Introduction

Dementia is a major cause of disability and dependency among older adults worldwide, affecting memory, cognitive abilities, and behavior, interfering with one’s ability to perform daily activities [1]. It is a multifactorial disease with modifiable lifestyle-related risk factors and non-modifiable genetic risk factors. Several hypotheses have been proposed to explain its origin and progress; one of them is related to cholesterol metabolism, which plays a fundamental role in the physiology and brain function [2].

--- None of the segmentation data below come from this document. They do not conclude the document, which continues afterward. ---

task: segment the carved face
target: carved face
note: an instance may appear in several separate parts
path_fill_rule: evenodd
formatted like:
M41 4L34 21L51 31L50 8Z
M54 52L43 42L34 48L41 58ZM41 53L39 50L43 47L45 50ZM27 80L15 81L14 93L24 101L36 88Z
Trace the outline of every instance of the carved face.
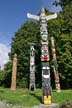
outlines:
M41 37L42 37L42 40L43 40L43 41L47 41L47 33L46 33L46 32L43 32L43 33L41 34Z

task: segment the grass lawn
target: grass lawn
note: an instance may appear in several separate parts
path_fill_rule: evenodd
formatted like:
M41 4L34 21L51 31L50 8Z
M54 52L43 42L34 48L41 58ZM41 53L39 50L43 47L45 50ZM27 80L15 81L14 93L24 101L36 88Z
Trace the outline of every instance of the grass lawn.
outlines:
M11 104L19 104L24 106L34 106L41 103L41 89L35 91L28 91L27 89L17 89L11 91L8 88L0 87L0 100L4 100ZM63 103L65 101L72 101L72 90L62 90L61 93L52 91L52 102Z

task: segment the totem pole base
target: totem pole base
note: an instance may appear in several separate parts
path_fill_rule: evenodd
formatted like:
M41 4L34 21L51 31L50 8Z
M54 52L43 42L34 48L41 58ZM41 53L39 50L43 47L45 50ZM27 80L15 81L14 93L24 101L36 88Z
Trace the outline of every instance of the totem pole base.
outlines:
M61 92L61 90L56 90L56 92L57 92L57 93L60 93L60 92Z
M40 108L56 108L58 107L58 104L52 103L50 105L40 104Z

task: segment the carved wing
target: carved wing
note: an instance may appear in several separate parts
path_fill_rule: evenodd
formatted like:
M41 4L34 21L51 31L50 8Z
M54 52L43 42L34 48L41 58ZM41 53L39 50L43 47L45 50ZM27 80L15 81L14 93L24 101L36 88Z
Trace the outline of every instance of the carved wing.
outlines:
M48 16L46 16L46 20L48 21L48 20L51 20L51 19L55 19L55 18L57 18L57 14L55 13L55 14L53 14L53 15L48 15Z
M27 17L28 17L28 18L31 18L31 19L38 20L38 21L39 21L39 19L40 19L39 16L37 16L37 15L32 15L32 14L30 14L30 13L27 13Z

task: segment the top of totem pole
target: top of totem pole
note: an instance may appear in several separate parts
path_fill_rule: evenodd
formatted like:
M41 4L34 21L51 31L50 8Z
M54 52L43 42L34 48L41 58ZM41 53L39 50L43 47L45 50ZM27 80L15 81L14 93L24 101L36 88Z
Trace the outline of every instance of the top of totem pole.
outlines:
M16 58L16 57L17 57L17 54L15 53L15 54L14 54L14 58Z
M53 14L53 15L48 15L48 16L46 16L46 15L45 15L45 9L42 8L42 9L41 9L40 16L27 13L27 17L28 17L28 18L31 18L31 19L38 20L38 21L39 21L39 20L43 20L43 19L45 19L46 21L48 21L48 20L57 18L57 14L55 13L55 14Z

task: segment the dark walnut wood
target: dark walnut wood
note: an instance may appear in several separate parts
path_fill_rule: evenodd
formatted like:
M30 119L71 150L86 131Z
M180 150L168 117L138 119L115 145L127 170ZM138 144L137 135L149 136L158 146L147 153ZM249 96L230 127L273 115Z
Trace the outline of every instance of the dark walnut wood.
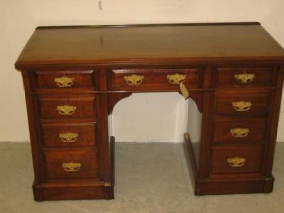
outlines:
M185 133L195 195L273 190L284 50L258 23L39 27L15 66L37 201L113 199L108 115L182 83L202 113L200 141Z

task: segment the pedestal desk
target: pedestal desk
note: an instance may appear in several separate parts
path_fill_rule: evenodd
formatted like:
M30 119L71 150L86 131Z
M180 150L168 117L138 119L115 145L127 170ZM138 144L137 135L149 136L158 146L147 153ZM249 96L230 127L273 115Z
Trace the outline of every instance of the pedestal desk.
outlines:
M108 115L180 89L202 114L199 146L184 137L195 195L273 190L284 50L258 23L38 27L16 68L37 201L114 198Z

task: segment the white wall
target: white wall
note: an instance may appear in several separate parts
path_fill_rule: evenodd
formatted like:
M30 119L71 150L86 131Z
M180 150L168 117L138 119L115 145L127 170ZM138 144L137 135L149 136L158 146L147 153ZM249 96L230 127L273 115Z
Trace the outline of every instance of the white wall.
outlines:
M38 26L260 21L284 46L283 0L102 0L102 10L99 1L1 0L0 141L29 140L21 77L13 63ZM185 126L179 119L187 117L186 104L175 94L124 99L114 111L117 141L181 141ZM279 141L284 141L283 105Z

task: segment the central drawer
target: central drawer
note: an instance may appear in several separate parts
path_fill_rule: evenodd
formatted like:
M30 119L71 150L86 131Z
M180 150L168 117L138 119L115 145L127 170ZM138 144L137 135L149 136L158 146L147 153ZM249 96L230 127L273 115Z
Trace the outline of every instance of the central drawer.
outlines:
M46 178L97 178L97 161L95 148L50 149L44 153Z
M179 91L184 83L187 89L201 88L203 69L137 69L112 70L109 74L110 90L121 91Z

Some studies have revealed that high cholesterol levels promote the formation of Aβ [3, 4]. Cholesterol homeostasis is regulated by a dynamic balance of its absorption, de novo synthesis, esterification, catabolism, and release [5].

The enzyme ACAT1 has an important role in cholesterol homeostasis, preventing over-accumulation of free cholesterol in the cells, forming cholesteryl esters; it has been suggested that the balance between the esters and free cholesterol is a key point in the control of amyloidogenesis. ACAT activity has been associated with amyloid level and with the formation of brain amyloid plaques [6,7,8,9,10,11,12,13,14].

APOE protein is an apolipoprotein whose main function is to participate in transport and delivery of lipids to target sites, so it also participates in cholesterol homeostasis, and it has been involved in the aggregation and elimination of Aβ [15]; in addition, ε4 allele of APOE gene has been identified as the strongest genetic risk factor for dementia [16,17,18,19].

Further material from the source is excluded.